Overslaan en naar de inhoud gaan

Philodendron

Philodendron is een kamerplant uit de aronskelkfamilie (Araceae). Het bevat ongeveer 400 verschillende soorten en wordt vaak gekweekt vanwege hun prachtige, groene bladeren. Philodendrons zijn tropische planten die oorspronkelijk uit Zuid-Amerika komen. Ze komen voor in verschillende vormen, van klimplanten tot vaste planten. Ze zijn eenvoudig te kweken en vereisen weinig verzorging. Ze zijn geweldige planten voor binnenshuis omdat ze luchtverontreiniging verminderen.

Eigenschappen

Kleur
geel
groen
Giftig
Giftig voor mens en dier
Zon
halfschaduw
schaduw
Locatie
binnen

Belangrijke zaken om te weten

Waar plaatsen

Philodendrons houden van indirect zonlicht. Plaats de plant dicht bij een raam maar bescherm de bladeren tegen fel zonlicht (halfschaduw), zelfs in volle schaduw zullen de planten zelden problemen vertonen. Ook qua temperatuur stellen Philodendrons weinig eisen, omstandigheden waarbij de temperatuur binnen de range 15-30°C zijn goed.  Ook droge lucht kan geen kwaad maar af en toe het stof van de grote bladeren afregenen kan uiteraard geen kwaad en kan helpen om spintaantasting te vermijden.

Cultivars (Soorten)

Er bestaan ongeveer 400 verschillende soorten die oorspronkelijk uit Zuid-Amerika komen. De bekendste soort is Philodendron scandens met hartvormige grote donkergroene leerachtige bladeren.
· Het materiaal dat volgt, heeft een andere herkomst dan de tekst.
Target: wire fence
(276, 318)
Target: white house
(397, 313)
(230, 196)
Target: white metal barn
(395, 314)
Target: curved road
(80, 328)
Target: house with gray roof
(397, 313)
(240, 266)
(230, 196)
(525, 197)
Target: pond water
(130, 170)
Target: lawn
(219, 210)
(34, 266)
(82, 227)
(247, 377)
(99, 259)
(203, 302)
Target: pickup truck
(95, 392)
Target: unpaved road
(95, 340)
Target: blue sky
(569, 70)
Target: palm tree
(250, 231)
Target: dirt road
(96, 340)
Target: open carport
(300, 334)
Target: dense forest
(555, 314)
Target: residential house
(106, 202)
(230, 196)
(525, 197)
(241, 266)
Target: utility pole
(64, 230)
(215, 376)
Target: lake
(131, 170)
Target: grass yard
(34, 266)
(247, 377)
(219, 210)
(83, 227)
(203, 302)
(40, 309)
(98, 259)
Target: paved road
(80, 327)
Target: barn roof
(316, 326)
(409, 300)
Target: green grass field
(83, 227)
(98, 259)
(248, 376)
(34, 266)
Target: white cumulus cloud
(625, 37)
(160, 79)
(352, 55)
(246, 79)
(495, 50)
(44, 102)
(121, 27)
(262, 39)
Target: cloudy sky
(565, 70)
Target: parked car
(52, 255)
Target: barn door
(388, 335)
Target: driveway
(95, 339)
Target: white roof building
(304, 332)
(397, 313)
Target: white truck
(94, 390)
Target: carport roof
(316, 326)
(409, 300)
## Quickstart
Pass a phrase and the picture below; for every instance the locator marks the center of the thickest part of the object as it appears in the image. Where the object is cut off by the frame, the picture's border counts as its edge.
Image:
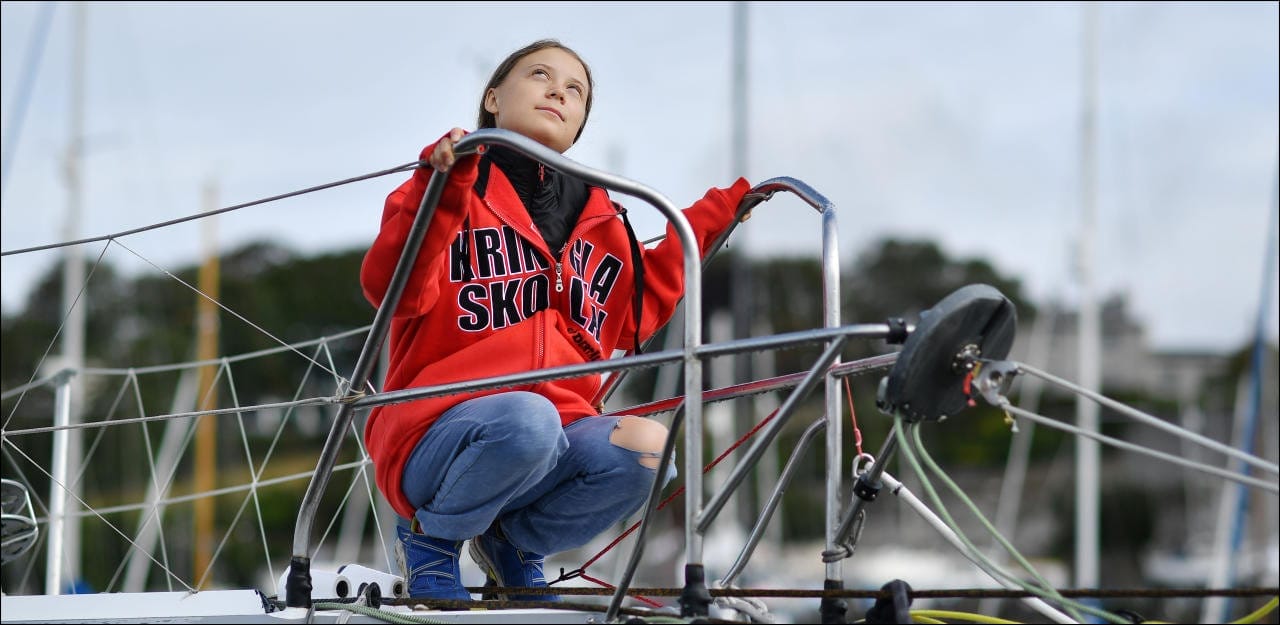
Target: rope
(853, 418)
(938, 593)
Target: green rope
(375, 612)
(1050, 592)
(1045, 591)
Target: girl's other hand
(442, 158)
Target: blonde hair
(488, 121)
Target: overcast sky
(955, 122)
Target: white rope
(88, 510)
(196, 364)
(1151, 420)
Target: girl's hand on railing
(442, 158)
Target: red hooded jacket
(519, 309)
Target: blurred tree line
(150, 320)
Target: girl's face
(543, 97)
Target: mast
(1087, 451)
(1234, 501)
(74, 301)
(206, 429)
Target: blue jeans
(506, 457)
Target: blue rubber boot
(430, 566)
(508, 566)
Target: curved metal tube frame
(298, 584)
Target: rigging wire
(237, 315)
(35, 53)
(90, 510)
(1043, 591)
(51, 341)
(216, 211)
(1138, 448)
(1151, 420)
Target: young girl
(522, 268)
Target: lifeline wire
(1200, 466)
(237, 315)
(1151, 420)
(218, 211)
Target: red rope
(611, 587)
(853, 416)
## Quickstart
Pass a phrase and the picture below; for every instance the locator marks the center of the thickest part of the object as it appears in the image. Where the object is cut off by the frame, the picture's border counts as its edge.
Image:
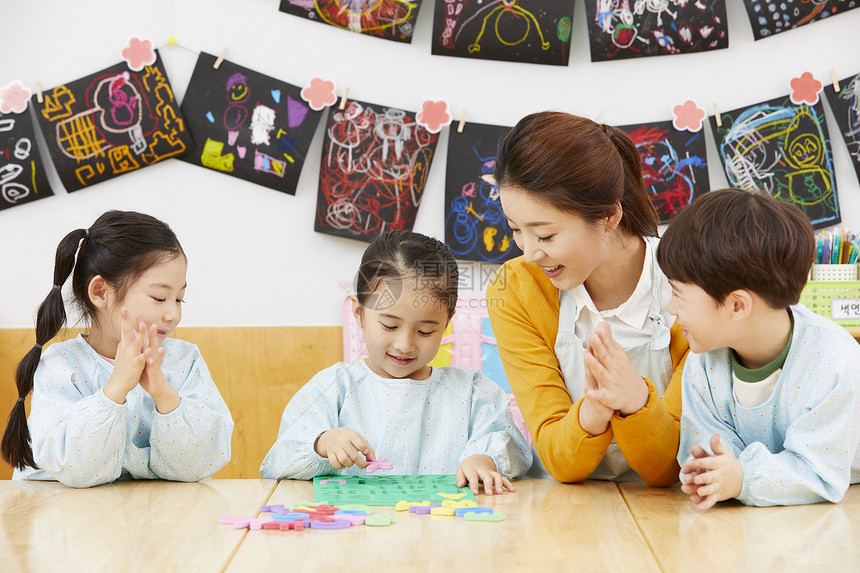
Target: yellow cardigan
(524, 308)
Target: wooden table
(126, 526)
(597, 526)
(549, 526)
(734, 537)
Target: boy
(770, 393)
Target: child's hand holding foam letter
(344, 448)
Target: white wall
(254, 258)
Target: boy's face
(705, 321)
(403, 327)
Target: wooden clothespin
(220, 59)
(462, 120)
(171, 41)
(835, 80)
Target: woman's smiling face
(564, 245)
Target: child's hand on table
(482, 469)
(344, 448)
(709, 478)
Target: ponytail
(51, 316)
(577, 166)
(639, 215)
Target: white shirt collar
(633, 311)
Sterke gelijkenis in uitzicht en groei is er met de Monstera deliciosa. De monstera is bekend om zijn zeer grote diep ingesneden donkergroene bladeren, maar deze behoort tot een andere familie, nl. de Monsteraceae. Deze soorten worden gebruikt in grote potten waarbij ze meestal worden aangebonden aan een mosstok.
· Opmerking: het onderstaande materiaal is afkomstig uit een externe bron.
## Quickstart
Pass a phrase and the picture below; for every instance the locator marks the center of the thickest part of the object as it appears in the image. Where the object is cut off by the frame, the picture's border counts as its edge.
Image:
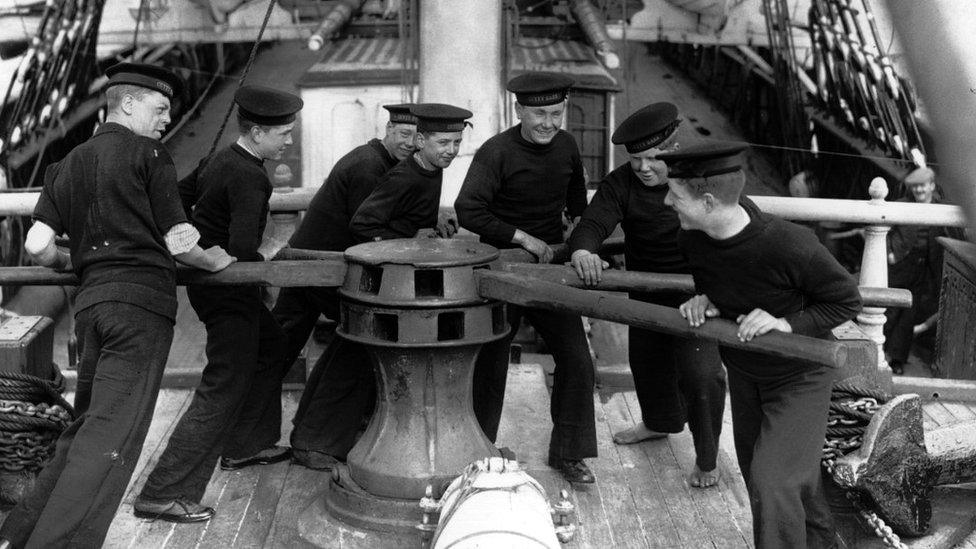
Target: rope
(32, 415)
(247, 68)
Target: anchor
(899, 464)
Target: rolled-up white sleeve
(181, 238)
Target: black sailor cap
(153, 77)
(703, 160)
(267, 106)
(539, 89)
(438, 117)
(400, 114)
(648, 127)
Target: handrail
(283, 199)
(857, 211)
(290, 199)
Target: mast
(461, 64)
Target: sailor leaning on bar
(116, 198)
(329, 414)
(235, 413)
(677, 380)
(514, 194)
(764, 274)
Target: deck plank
(256, 522)
(617, 500)
(646, 491)
(676, 492)
(170, 405)
(712, 506)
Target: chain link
(877, 524)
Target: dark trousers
(341, 388)
(779, 423)
(235, 411)
(571, 406)
(912, 274)
(678, 380)
(123, 350)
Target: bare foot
(703, 479)
(637, 433)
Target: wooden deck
(641, 497)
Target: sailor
(407, 199)
(319, 427)
(235, 412)
(116, 198)
(764, 274)
(404, 202)
(676, 379)
(915, 263)
(514, 194)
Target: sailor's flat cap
(400, 114)
(539, 89)
(267, 106)
(920, 176)
(648, 127)
(704, 160)
(153, 77)
(438, 117)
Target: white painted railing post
(874, 272)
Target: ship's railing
(876, 214)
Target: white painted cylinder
(495, 504)
(461, 65)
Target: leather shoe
(573, 470)
(178, 510)
(313, 459)
(267, 456)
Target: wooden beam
(610, 246)
(632, 281)
(519, 290)
(280, 274)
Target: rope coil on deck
(32, 415)
(851, 409)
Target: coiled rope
(32, 415)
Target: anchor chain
(851, 409)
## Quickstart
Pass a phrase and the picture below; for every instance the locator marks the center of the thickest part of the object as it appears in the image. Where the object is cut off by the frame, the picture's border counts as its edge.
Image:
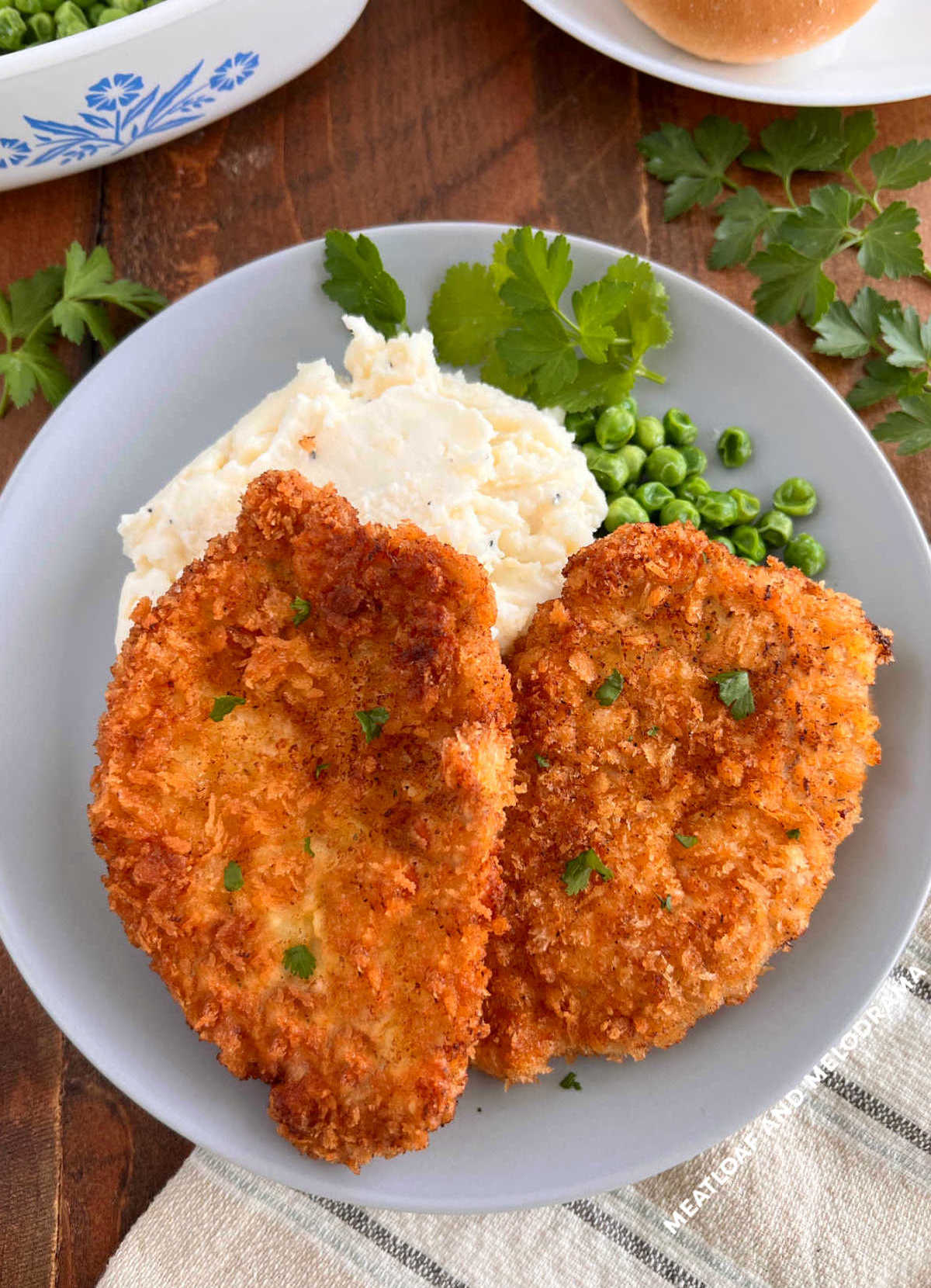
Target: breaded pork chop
(720, 833)
(316, 894)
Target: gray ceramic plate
(168, 392)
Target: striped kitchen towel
(829, 1189)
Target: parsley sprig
(792, 246)
(66, 300)
(511, 320)
(900, 369)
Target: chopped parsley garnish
(299, 961)
(372, 722)
(300, 608)
(579, 871)
(232, 878)
(224, 705)
(609, 691)
(733, 689)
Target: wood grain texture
(429, 109)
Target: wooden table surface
(427, 109)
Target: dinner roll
(749, 31)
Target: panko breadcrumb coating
(276, 843)
(684, 925)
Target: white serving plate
(882, 58)
(124, 431)
(133, 84)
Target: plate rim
(708, 83)
(126, 1081)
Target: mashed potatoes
(493, 476)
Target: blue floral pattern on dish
(123, 113)
(13, 152)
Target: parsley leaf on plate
(851, 330)
(579, 871)
(891, 246)
(909, 427)
(903, 166)
(359, 284)
(745, 218)
(818, 230)
(908, 338)
(70, 300)
(812, 140)
(734, 691)
(694, 165)
(790, 284)
(881, 382)
(791, 248)
(468, 316)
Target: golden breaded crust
(614, 970)
(378, 858)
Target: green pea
(747, 504)
(776, 528)
(614, 427)
(36, 5)
(679, 428)
(649, 433)
(796, 497)
(734, 447)
(12, 29)
(608, 468)
(581, 424)
(692, 488)
(43, 27)
(635, 459)
(666, 466)
(749, 542)
(806, 554)
(70, 19)
(696, 460)
(625, 509)
(680, 511)
(718, 509)
(653, 496)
Andere soorten zoals de Philodendron ‘Xanadu’ en de Philodendron bipinnatifidum groeien compacter en hebben kleinere goed ingesneden bladeren die vanuit de plantbasis vertakken zodat ze niet aangebonden moeten worden.

Onderhoud

Op het vlak van verzorging volstaat het om de grond licht vochtig te houden. Je geeft water geven wanneer de bovenste grond droog aanvoelt, best met ontkalkt water. In het groeiseizoen kan je de bekendste soorten met de grote bladeren best 1x/14 dagen wat plantenvoeding bijgeven, in de winter volstaat 1x/maand.

Men laat best niet langdurig water in de schaal onder de pot staan omdat de wortels dan kunnen afsterven. Te lange scheuten kunnen ingekort worden liefst bij het einde van groeiseizoen, naar de winter toe. Met het snoeisel (scheutstekken) en bladstekken kan je nieuwe plantjes maken. Je plaatst ze in een glas water zodat je een snelle beworteling krijgt. Vanaf beworteling zet je ze in een mengsel van potgrond+zand. 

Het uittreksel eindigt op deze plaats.